CEVAP: Davalı vekili cevap dilekçesinde özetle; müvekkili şirketin 2015 yılından bu yana gıda tekstil alanında faaliyet gösterdiğini, davaya konu edilen ambalajının müvekkili tarafından kullanılmadığını, müvekkili adına anılan sicilde … numarasıyla tescilli “…” isimli şekil markasını tescilli olarak kullandığını, markanın bir şekil markası olup dosyada mübrez tescil belgesinden bunun açıkça görüldüğünü, tescilli şekil markasının kullanılmasının davacının tasarımına tecavüz oluşturduğu iddiasının kabul edilemez olduğunu, davacının tasarımı ile müvekkilinin şekil markasını ihtiva eden ambalajı arasında benzerlik bulunmadığını, müvekkilinin “…” şekil markasını ihtiva eden tescilsiz tasarımı ile davacının tasarım tescili kıyaslandığında içerisinde yer alan “1” rakamı dışında görsel ve işitsel anlamda hiçbir benzerlik bulunmadığını, müvekkili markası üzerindeki vurgunun MR. (BAY) harfi üzerinde yoğunlaştığını, ancak davacı markasının ise bir bütün halinde bakıldığında daha çok NO (NUMARA) ibareleri üzerinde yoğunlaştığını, bu durumun iki tasarımın görselinde ciddi farklılık oluşturduğunu ve davacı yan iddiaların haksız, mesnetsiz ve hukuki dayanaktan yoksun olduğunu savunarak, davanın reddini talep etmiştir.

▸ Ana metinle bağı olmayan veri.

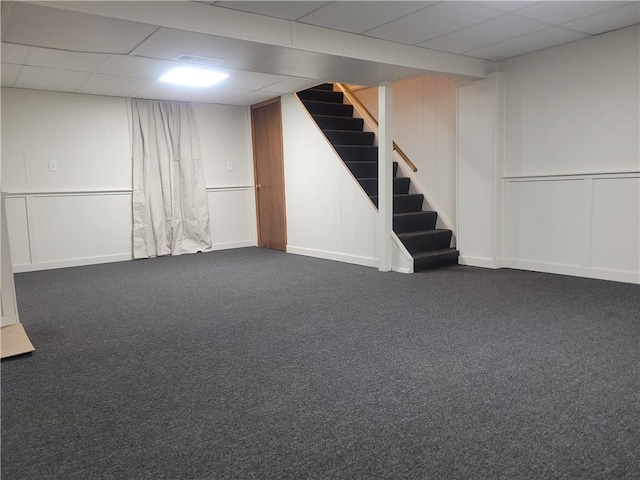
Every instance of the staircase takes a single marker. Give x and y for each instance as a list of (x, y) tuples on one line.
[(429, 246)]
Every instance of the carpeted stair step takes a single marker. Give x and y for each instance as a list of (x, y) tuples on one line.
[(434, 259), (349, 137), (367, 169), (414, 221), (411, 202), (321, 95), (357, 153), (329, 122), (370, 185), (328, 108), (426, 240)]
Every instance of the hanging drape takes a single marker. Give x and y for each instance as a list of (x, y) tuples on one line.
[(170, 208)]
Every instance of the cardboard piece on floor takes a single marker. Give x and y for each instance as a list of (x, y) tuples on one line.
[(14, 341)]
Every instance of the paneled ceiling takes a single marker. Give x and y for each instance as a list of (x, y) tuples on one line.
[(122, 49)]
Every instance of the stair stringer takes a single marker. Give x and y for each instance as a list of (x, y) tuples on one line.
[(328, 213)]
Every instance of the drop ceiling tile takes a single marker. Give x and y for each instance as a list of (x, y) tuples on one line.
[(12, 53), (113, 85), (483, 34), (63, 60), (252, 80), (50, 79), (140, 67), (557, 13), (161, 91), (526, 44), (508, 6), (213, 95), (37, 25), (250, 98), (606, 21), (285, 10), (433, 21), (10, 73), (358, 17), (291, 84)]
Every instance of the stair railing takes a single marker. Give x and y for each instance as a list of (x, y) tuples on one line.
[(372, 121)]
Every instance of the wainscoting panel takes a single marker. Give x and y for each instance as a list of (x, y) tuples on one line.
[(576, 224), (57, 230), (233, 220), (615, 224), (82, 226), (17, 220), (545, 221)]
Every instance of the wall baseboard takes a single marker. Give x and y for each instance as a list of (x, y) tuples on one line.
[(574, 271), (336, 256), (230, 245), (480, 262), (75, 262), (79, 262)]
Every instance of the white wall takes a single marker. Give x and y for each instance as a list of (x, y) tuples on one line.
[(480, 148), (572, 182), (424, 117), (81, 214)]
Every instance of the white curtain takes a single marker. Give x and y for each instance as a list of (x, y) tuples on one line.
[(170, 208)]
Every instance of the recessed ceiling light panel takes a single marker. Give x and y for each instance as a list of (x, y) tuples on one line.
[(193, 77)]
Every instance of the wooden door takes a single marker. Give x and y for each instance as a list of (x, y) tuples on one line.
[(266, 128)]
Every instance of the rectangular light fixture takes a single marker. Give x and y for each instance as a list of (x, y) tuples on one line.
[(193, 77)]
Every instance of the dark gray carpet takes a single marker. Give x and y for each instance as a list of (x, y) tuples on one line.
[(252, 363)]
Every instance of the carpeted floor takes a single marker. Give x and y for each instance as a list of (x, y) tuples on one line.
[(255, 364)]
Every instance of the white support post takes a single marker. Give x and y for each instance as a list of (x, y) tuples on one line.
[(385, 175)]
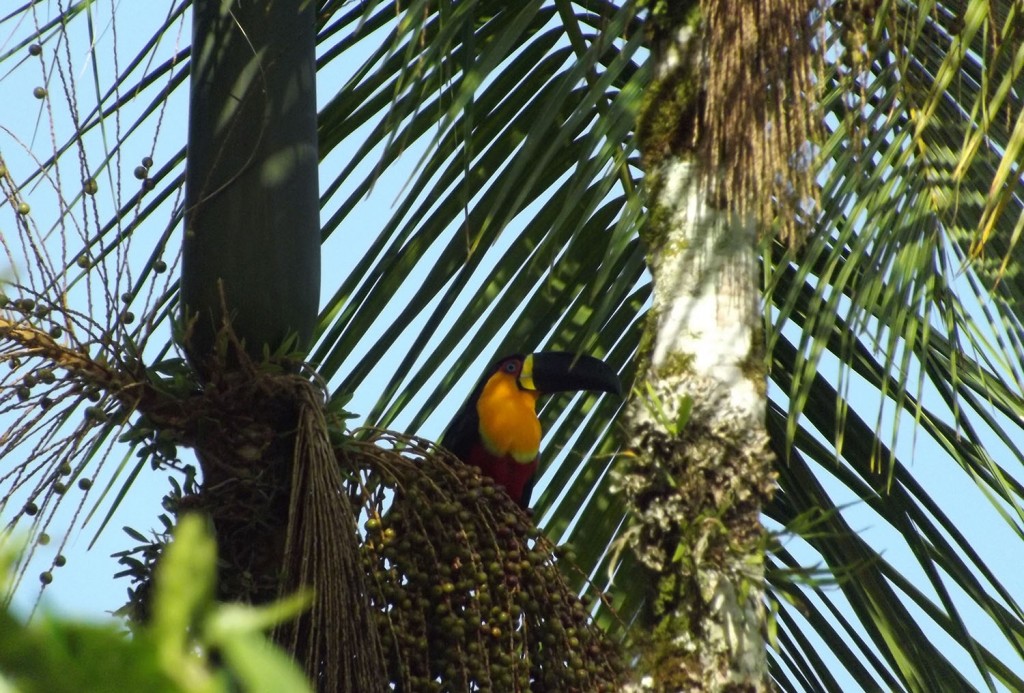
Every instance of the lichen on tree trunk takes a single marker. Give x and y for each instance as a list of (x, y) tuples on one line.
[(701, 470)]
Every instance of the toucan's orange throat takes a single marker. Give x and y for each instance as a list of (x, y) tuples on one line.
[(508, 419)]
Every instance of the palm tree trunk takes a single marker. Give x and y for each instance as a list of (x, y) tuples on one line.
[(702, 470)]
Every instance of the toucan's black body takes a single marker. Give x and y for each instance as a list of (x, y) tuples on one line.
[(497, 429)]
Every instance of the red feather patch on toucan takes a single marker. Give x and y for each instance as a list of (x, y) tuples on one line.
[(498, 430)]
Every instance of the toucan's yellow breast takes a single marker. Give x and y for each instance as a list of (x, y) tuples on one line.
[(508, 419)]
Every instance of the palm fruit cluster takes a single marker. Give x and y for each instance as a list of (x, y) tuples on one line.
[(469, 596)]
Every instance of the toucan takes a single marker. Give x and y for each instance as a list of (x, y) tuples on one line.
[(498, 429)]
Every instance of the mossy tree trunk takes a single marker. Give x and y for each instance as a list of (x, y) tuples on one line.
[(702, 470)]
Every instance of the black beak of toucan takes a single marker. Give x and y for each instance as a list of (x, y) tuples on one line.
[(549, 372)]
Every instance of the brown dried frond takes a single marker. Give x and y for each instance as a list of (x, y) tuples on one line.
[(761, 117), (337, 641)]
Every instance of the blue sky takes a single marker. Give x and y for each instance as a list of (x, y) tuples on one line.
[(90, 591)]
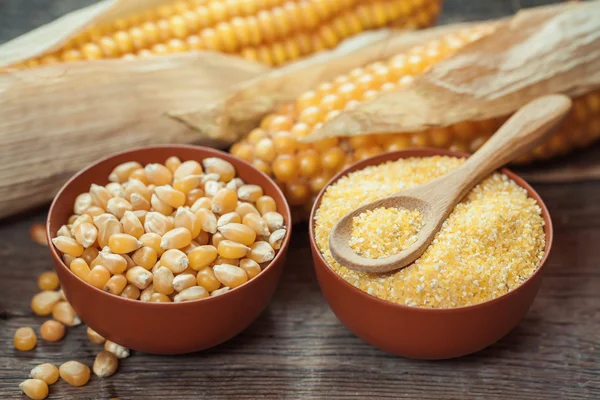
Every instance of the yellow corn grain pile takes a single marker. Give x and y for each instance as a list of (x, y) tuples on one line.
[(269, 31), (302, 169)]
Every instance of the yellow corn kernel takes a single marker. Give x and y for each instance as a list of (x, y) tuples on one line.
[(190, 294), (157, 223), (82, 202), (46, 372), (231, 249), (135, 186), (115, 284), (172, 163), (158, 174), (246, 208), (175, 260), (24, 339), (163, 280), (223, 168), (206, 278), (98, 276), (261, 252), (193, 196), (238, 233), (116, 189), (48, 281), (131, 292), (159, 298), (105, 364), (207, 220), (160, 206), (114, 263), (224, 201), (43, 302), (170, 196), (274, 220), (264, 204), (35, 389), (52, 331), (100, 196), (63, 312), (187, 168), (132, 225), (251, 267), (177, 238), (69, 245), (122, 243), (80, 268), (107, 229), (231, 217), (257, 224), (222, 260), (202, 256), (230, 275), (276, 238), (118, 350), (147, 293), (75, 373), (94, 336), (122, 172), (145, 257), (183, 281)]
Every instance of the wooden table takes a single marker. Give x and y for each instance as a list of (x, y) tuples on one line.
[(298, 349)]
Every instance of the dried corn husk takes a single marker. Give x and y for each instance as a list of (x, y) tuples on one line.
[(544, 50), (55, 120), (255, 98), (54, 35)]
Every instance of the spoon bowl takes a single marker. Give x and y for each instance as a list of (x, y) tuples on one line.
[(532, 124)]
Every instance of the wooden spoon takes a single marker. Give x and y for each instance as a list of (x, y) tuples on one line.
[(528, 127)]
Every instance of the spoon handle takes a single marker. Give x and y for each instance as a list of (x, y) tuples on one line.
[(522, 132)]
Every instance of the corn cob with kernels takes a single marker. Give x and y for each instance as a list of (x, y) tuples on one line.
[(302, 169), (269, 31)]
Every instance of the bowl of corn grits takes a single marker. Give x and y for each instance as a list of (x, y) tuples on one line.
[(169, 249), (473, 284)]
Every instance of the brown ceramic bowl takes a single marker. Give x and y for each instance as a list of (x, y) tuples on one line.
[(422, 332), (166, 328)]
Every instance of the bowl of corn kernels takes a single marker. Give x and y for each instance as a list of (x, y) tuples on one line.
[(169, 249), (471, 286)]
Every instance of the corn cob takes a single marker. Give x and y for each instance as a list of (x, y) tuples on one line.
[(269, 31), (302, 169)]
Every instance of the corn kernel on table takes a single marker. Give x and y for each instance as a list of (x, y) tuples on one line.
[(297, 348)]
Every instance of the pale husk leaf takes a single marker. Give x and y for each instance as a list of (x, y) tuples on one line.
[(54, 35), (232, 117), (553, 49), (55, 120)]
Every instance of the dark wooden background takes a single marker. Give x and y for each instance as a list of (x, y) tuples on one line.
[(297, 348)]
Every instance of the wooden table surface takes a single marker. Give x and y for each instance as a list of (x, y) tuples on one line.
[(297, 348)]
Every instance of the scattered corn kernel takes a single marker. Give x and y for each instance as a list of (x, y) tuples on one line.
[(46, 372), (52, 331), (75, 373)]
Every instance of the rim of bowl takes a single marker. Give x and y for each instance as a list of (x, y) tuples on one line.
[(430, 152), (209, 152)]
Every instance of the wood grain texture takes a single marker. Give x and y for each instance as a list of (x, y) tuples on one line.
[(298, 349)]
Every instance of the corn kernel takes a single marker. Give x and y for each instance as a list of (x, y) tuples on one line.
[(63, 312), (35, 389), (24, 339), (52, 331), (75, 373), (46, 372), (105, 364)]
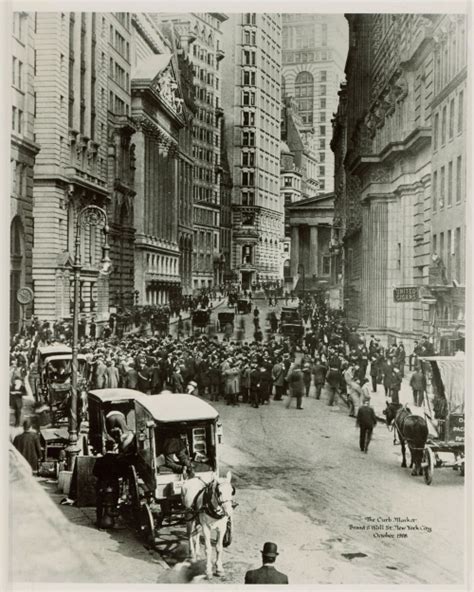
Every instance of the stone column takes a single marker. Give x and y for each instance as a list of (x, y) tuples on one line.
[(313, 267), (295, 250)]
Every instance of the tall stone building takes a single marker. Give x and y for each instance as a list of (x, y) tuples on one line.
[(251, 101), (158, 114), (403, 114), (71, 168), (22, 158), (117, 98), (205, 53), (179, 40), (314, 49)]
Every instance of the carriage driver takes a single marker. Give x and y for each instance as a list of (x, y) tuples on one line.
[(118, 430), (176, 454)]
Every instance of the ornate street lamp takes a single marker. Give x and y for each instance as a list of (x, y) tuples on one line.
[(89, 216)]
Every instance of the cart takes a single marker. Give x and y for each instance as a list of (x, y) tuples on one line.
[(444, 412), (225, 318), (244, 306), (100, 403), (154, 489), (200, 319)]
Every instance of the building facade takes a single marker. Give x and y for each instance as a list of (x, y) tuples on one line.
[(121, 158), (22, 159), (310, 222), (405, 96), (158, 115), (71, 169), (205, 53), (251, 101), (314, 48)]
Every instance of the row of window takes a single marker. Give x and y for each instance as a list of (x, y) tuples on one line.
[(118, 75), (17, 73), (447, 128), (443, 184), (450, 56), (19, 178), (119, 43), (17, 120), (448, 247)]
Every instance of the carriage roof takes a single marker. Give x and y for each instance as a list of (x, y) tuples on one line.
[(176, 407), (451, 370), (117, 395)]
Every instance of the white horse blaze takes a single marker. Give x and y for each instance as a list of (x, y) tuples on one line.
[(190, 489)]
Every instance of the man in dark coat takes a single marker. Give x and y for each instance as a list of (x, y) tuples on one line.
[(28, 445), (366, 421), (267, 574)]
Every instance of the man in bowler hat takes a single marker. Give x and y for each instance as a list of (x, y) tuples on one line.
[(267, 574)]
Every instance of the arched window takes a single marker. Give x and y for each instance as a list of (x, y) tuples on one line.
[(304, 90)]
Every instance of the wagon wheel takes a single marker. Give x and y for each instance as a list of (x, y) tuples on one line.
[(428, 465), (147, 526)]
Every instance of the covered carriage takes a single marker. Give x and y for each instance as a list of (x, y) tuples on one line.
[(444, 412)]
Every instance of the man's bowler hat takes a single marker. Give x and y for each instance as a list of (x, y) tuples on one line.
[(270, 550)]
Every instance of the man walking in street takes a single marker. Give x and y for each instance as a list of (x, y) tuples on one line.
[(296, 385), (267, 574), (366, 421), (28, 445)]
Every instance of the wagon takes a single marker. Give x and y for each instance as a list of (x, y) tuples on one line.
[(444, 411), (200, 319), (154, 488), (100, 403), (55, 374), (225, 318), (244, 306)]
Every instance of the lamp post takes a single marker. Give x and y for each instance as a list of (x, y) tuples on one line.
[(88, 216)]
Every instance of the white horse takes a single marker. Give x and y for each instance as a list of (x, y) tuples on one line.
[(210, 507)]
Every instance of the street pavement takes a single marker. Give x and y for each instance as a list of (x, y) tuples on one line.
[(339, 516)]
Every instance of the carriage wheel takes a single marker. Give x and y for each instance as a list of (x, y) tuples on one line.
[(428, 462), (147, 526)]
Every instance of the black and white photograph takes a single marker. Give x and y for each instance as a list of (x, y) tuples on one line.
[(216, 220)]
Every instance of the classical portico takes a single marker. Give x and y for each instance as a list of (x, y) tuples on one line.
[(310, 223)]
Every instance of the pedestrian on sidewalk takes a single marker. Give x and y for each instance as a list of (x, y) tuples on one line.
[(17, 392), (319, 373), (395, 385), (366, 421), (28, 445), (296, 385), (418, 386), (267, 574), (334, 379)]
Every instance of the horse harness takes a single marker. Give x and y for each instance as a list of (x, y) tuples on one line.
[(400, 432), (211, 504)]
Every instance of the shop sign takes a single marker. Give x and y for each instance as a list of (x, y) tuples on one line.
[(406, 294)]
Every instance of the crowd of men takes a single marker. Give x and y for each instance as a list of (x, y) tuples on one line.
[(331, 354)]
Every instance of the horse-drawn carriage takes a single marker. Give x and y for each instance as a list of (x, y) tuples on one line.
[(224, 318), (244, 306), (200, 319), (444, 411), (55, 373)]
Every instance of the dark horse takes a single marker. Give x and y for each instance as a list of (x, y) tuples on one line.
[(411, 429)]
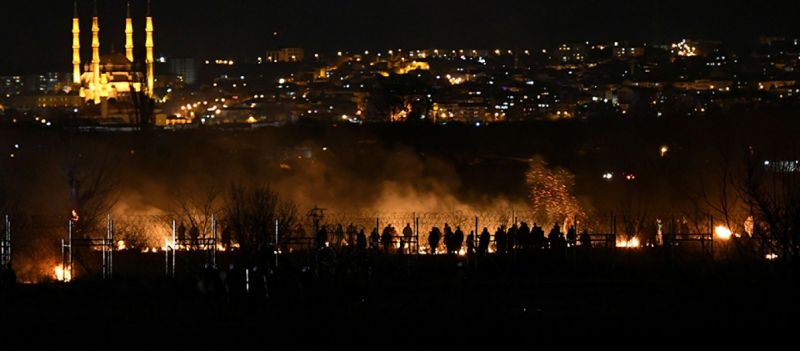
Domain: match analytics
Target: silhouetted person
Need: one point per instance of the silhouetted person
(322, 237)
(471, 242)
(374, 239)
(338, 235)
(433, 239)
(386, 238)
(572, 237)
(524, 236)
(458, 240)
(553, 236)
(194, 235)
(352, 232)
(512, 237)
(225, 238)
(449, 239)
(537, 235)
(501, 240)
(586, 240)
(361, 241)
(408, 233)
(483, 241)
(182, 234)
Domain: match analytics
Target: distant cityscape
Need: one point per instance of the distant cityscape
(586, 80)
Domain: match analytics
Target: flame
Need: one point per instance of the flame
(771, 257)
(61, 274)
(722, 232)
(633, 243)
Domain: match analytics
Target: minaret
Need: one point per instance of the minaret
(150, 59)
(129, 34)
(96, 47)
(76, 47)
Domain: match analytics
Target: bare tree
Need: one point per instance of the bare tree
(252, 213)
(771, 190)
(92, 183)
(197, 209)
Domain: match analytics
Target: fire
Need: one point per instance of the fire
(633, 243)
(61, 274)
(722, 232)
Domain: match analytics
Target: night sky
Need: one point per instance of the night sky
(36, 33)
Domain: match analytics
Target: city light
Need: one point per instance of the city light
(723, 233)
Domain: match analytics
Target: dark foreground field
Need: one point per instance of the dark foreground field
(426, 301)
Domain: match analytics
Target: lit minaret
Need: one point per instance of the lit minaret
(95, 46)
(129, 34)
(76, 47)
(150, 59)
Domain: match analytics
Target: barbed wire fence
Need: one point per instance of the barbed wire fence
(157, 234)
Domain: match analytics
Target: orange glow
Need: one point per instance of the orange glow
(61, 274)
(633, 243)
(722, 232)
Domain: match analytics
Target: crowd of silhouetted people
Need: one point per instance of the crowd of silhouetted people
(518, 237)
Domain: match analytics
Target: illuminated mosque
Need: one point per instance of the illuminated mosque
(111, 76)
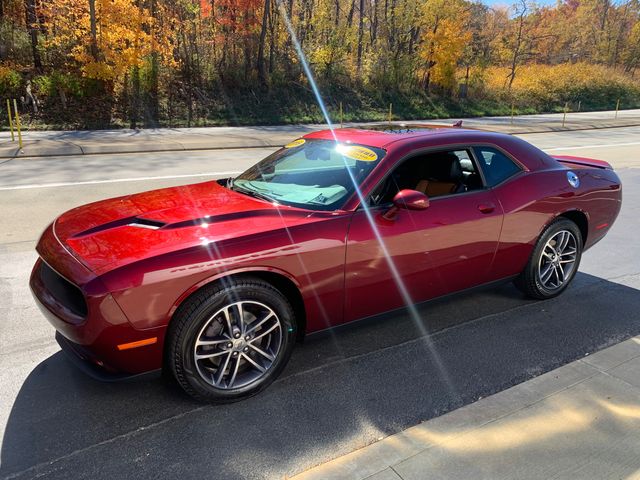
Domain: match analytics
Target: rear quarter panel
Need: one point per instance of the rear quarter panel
(534, 199)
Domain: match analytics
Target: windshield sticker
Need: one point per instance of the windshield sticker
(295, 143)
(356, 152)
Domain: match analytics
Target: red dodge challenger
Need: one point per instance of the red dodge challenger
(216, 281)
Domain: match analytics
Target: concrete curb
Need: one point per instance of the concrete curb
(61, 144)
(447, 440)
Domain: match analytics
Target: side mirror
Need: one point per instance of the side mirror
(407, 200)
(411, 200)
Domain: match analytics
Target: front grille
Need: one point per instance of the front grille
(65, 292)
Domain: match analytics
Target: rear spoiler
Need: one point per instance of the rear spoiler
(587, 162)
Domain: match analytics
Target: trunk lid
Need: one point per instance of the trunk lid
(582, 162)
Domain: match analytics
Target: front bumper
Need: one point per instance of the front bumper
(84, 360)
(95, 333)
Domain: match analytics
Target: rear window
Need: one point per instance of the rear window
(496, 166)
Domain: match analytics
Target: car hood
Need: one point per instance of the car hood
(112, 233)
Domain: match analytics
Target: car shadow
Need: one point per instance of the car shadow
(339, 392)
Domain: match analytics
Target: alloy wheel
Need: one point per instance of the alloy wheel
(238, 344)
(557, 260)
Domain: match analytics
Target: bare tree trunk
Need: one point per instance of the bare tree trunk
(135, 96)
(94, 29)
(518, 45)
(153, 87)
(360, 38)
(262, 74)
(32, 27)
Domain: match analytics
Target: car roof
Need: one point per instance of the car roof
(398, 136)
(383, 135)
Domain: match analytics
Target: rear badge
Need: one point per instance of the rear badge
(573, 179)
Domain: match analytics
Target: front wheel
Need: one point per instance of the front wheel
(554, 261)
(231, 341)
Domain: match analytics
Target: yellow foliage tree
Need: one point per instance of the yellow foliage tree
(444, 23)
(106, 37)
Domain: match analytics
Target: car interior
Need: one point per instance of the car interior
(434, 174)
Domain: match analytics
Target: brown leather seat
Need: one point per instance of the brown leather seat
(444, 175)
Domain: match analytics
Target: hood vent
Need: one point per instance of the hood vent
(129, 221)
(146, 223)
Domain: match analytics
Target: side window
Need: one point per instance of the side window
(496, 166)
(435, 174)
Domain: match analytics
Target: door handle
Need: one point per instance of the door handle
(486, 207)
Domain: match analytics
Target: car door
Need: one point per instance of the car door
(420, 254)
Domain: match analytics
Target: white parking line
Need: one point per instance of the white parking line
(604, 145)
(116, 180)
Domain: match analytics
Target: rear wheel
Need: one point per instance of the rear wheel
(554, 261)
(229, 342)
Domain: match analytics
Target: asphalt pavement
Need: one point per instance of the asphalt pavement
(338, 393)
(59, 143)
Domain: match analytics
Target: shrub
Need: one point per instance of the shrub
(9, 82)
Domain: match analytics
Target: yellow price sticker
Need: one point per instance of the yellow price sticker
(356, 152)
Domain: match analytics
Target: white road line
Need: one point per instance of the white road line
(116, 180)
(604, 145)
(213, 174)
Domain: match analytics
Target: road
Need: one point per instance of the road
(338, 392)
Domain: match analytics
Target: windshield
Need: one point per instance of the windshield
(314, 174)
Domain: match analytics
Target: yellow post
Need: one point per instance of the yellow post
(13, 138)
(15, 109)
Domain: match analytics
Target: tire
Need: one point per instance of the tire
(554, 261)
(215, 356)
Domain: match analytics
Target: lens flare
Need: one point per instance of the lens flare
(404, 292)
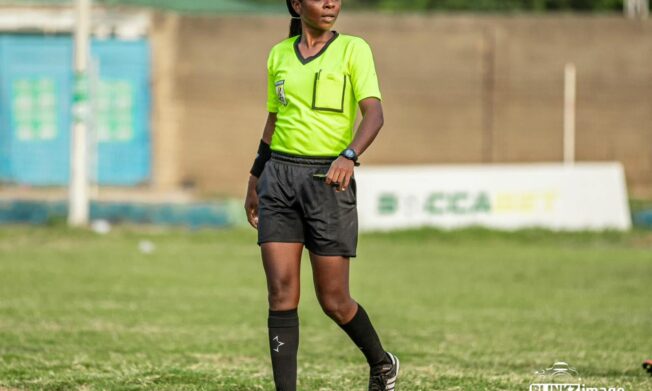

İLK DERECE MAHKEMESİ KARARI: Bakırköy 1.Fikri ve Sınai Haklar Hukuk Mahkemesi’nin 30/09/2021 tarih ve 2018/474 Esas – 2021/195 Karar sayılı kararıyla; “… Zarara hafif kusuruyla sebep olan tazminat yükümlüsü, tazminatı ödediğinde yoksulluğa düşecek olur ve hakkaniyet de gerektirirse hâkim, tazminatı indirebilir.”hükmü yer almaktadır. Bu yasa hükümleri de gözetildiğinde, emsal lisans sözleşmesi ibraz edilmemiş olması karşısında, dava konusu tasarımın niteliği ve ihlalin niteliğine göre lisans bedelinin takdiren cironun %5’i oranında olabileceği sonuç ve kanaatine varılarak elde edilen 285.236,50 TL tutarındaki cironun %5’i olan 14.261,82 TL maddi tazminat takdir edilmiştir. Davalının eylemi aynı zamanda davacının tasarımdan doğan manevi haklarını da ihlal ettiğinden, ihlalin niteliği, süresi, manevi tazminatın amacı ve tarafların ekonomik durumuna göre, davacı yararına 5.000,00 TL manevi tazminat takdir edilmesine.” karar verilmiştir.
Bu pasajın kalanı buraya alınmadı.